Вместе с тем нельзя не подчеркнуть, что административно-командная
система возникла вместе с созданием государственной централизованной системы
планового хозяйства, управление которым из одного центра было бы невозможным
без жесткого ведомственного аппарата, объединяющего все производственные
предприятия отрасли и устанавливающего волевым способом внутри- и
межведомственные хозяйственные связи. В эту систему была завязана также и
партия, местные (территориальные) и производственные ячейки и органы которой
несли всю полноту ответственности за результаты производственной
деятельности промышленных и сельскохозяйственных предприятий региона и
обязаны были оперативно вмешиваться в их работу.

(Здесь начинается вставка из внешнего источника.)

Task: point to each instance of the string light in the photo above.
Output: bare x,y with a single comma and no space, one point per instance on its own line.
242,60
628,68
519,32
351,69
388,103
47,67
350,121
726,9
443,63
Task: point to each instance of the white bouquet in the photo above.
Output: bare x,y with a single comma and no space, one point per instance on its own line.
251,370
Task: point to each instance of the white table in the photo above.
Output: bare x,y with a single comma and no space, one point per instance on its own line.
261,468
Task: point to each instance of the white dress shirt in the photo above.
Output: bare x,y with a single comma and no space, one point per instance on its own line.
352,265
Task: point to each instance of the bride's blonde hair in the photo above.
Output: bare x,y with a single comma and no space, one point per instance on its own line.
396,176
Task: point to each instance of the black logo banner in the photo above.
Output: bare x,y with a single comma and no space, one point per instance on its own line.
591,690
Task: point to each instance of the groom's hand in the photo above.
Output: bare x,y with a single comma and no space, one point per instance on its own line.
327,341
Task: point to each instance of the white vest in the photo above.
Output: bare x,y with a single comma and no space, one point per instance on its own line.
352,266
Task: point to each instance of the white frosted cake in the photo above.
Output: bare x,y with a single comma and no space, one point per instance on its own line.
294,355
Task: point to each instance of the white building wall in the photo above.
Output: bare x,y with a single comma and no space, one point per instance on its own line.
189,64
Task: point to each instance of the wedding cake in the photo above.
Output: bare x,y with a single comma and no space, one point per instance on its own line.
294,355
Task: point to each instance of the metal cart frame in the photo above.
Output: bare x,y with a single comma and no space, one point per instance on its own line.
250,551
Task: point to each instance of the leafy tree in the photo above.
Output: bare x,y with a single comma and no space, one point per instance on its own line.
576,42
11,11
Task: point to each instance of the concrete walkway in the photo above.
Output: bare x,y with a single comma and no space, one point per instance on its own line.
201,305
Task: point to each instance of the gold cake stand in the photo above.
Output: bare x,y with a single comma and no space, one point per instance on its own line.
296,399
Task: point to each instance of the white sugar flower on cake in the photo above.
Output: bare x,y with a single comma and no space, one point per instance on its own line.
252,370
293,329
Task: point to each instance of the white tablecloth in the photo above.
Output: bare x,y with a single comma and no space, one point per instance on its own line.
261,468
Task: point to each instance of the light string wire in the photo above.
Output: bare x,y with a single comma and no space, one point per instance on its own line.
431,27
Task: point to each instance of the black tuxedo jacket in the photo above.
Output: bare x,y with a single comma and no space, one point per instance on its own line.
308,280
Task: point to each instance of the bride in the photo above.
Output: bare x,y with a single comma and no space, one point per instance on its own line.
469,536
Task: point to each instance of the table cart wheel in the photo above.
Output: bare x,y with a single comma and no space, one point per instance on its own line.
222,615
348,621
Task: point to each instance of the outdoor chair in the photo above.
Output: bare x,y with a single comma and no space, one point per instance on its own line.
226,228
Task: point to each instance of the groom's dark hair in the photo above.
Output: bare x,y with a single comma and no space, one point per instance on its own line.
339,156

В этой системе сложилось господствующее положение Коммунистической
партии и одновременно фактически бесправное и безответственное положение
государственных и хозяйственных органов и общественных организаций. Действуя
по директивам партийных органов, в том числе и недостаточно компетентным,
они не могли в свое оправдание даже сослаться на эти директивы (так как
существовало жесткое запрещение "письменных ссылок в советском и профсоюзном
делопроизводстве на решения партии"), что, в свою очередь, снимало
ответственность за принятые решения и с партийного аппарата.

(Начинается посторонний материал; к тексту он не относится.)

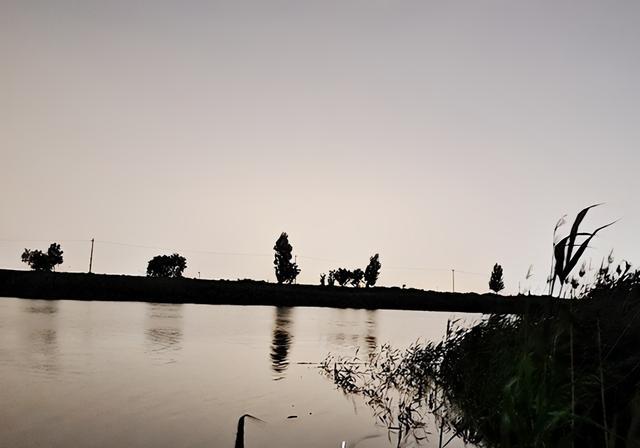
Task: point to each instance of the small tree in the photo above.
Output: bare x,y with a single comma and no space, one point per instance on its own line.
286,271
40,261
496,283
372,271
331,279
356,277
166,266
342,276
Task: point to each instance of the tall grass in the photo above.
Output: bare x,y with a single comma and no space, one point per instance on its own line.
560,377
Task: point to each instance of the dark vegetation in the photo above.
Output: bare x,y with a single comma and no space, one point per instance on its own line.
567,375
372,271
170,266
43,261
496,283
80,286
286,270
356,276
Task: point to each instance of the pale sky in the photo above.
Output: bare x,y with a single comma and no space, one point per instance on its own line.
440,134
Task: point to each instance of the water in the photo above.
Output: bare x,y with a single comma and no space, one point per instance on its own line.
116,374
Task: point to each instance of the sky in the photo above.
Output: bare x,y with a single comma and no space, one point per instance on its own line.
441,134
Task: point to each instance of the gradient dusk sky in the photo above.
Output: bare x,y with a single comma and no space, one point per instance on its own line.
440,134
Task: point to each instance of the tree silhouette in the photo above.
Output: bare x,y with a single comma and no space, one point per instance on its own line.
496,283
372,271
166,266
40,261
331,279
356,277
286,271
342,276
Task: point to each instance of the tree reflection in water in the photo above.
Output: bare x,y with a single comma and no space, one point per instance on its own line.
164,330
281,342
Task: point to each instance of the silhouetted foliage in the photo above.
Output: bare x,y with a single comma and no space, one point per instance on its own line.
565,260
372,271
286,270
496,282
331,279
40,261
568,375
356,277
166,266
342,276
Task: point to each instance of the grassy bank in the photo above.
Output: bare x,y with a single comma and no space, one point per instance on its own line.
79,286
563,377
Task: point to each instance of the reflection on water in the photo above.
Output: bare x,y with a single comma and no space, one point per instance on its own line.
281,341
42,337
181,375
164,330
41,306
370,333
354,330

Сталин очень хорошо и с самого начала понимал, что "кадры решают все".
Правда этот лозунг для всеобщего употребления он выдвинул лишь в годы первых
пятилеток, но учитывал это обстоятельство постоянно, окружая себя лично
преданными ему людьми, которые, главным образом из карьеристских
соображений, готовы были поддерживать его во всем.

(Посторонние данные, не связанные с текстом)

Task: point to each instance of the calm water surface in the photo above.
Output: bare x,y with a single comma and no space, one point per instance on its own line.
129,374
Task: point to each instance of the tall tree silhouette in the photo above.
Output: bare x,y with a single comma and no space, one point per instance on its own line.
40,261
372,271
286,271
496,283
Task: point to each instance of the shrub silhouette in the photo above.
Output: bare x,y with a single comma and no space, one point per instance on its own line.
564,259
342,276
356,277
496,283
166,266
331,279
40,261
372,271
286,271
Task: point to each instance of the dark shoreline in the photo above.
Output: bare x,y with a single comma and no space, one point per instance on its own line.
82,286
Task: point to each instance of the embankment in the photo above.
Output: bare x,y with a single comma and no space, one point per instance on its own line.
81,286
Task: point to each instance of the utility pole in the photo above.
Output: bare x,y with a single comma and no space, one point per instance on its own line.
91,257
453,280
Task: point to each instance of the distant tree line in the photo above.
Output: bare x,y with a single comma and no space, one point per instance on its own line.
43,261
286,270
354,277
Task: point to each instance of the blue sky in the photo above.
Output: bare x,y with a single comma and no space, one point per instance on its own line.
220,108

В конечном счете право принятия окончательных решений перешло -- во
всесоюзном и общепартийном масштабе -- к Сталину. В пределах же
территориальных единиц (республик, краев, областей) и отраслевых ведомств
(наркоматов и министерств) -- к непосредственно назначенным и подотчетным
Сталину людям -- "первым лицам" -- 1-м секретарям ЦК КП республик,
крайкомов, обкомов партии, а также наркомам (министрам). Те, в свою очередь,
делегировали полномочия "первым лицам", стоявшим во главе районов, главков
(в народном хозяйстве), директорам предприятий всесоюзного подчинения и т.
д., относящимся к партийной номенклатуре.
Командно-бюрократическая система, бюрократический аппарат создавался
Сталиным и был необходим ему для захвата и осуществления абсолютной власти в
стране. Но вместе с тем и аппарату нужен был Сталин: он был гарантом
стабильности власти аппарата, он обеспечивал многие привилегии для его
работников, он, наконец, являлся его, аппарата, идеологическим воплощением.
Идея "непогрешимого вождя", волю которого претворял в жизнь
партийно-государственный аппарат на всех ступенях лестницы власти, являлась
оправданием и обоснованием его деятельности. И аппарат это хорошо понимал, и
служил "вождю" верой и правдой, тем более, что служение это освещалось
знаменем ленинизма и... хорошо оплачивалось. При этом роль Советской власти
и ее органов приобрела формальный характер и в значительной степени сведена
на нет.
Так сложилась партия -- государство, в котором реальной властью обладал
партийно-советско-хозяйственный номенклатурный аппарат, управлявший всеми
сторонами жизни общества. Трудящиеся же массы -- рабочие,
крестьяне-колхозники и интеллигенция -- были на деле от-чуждены от власти,
ибо демократические институты, провозглашенные Конституцией, выполняли роль
"демократической ширмы", прикрывавшей авторитарный режим.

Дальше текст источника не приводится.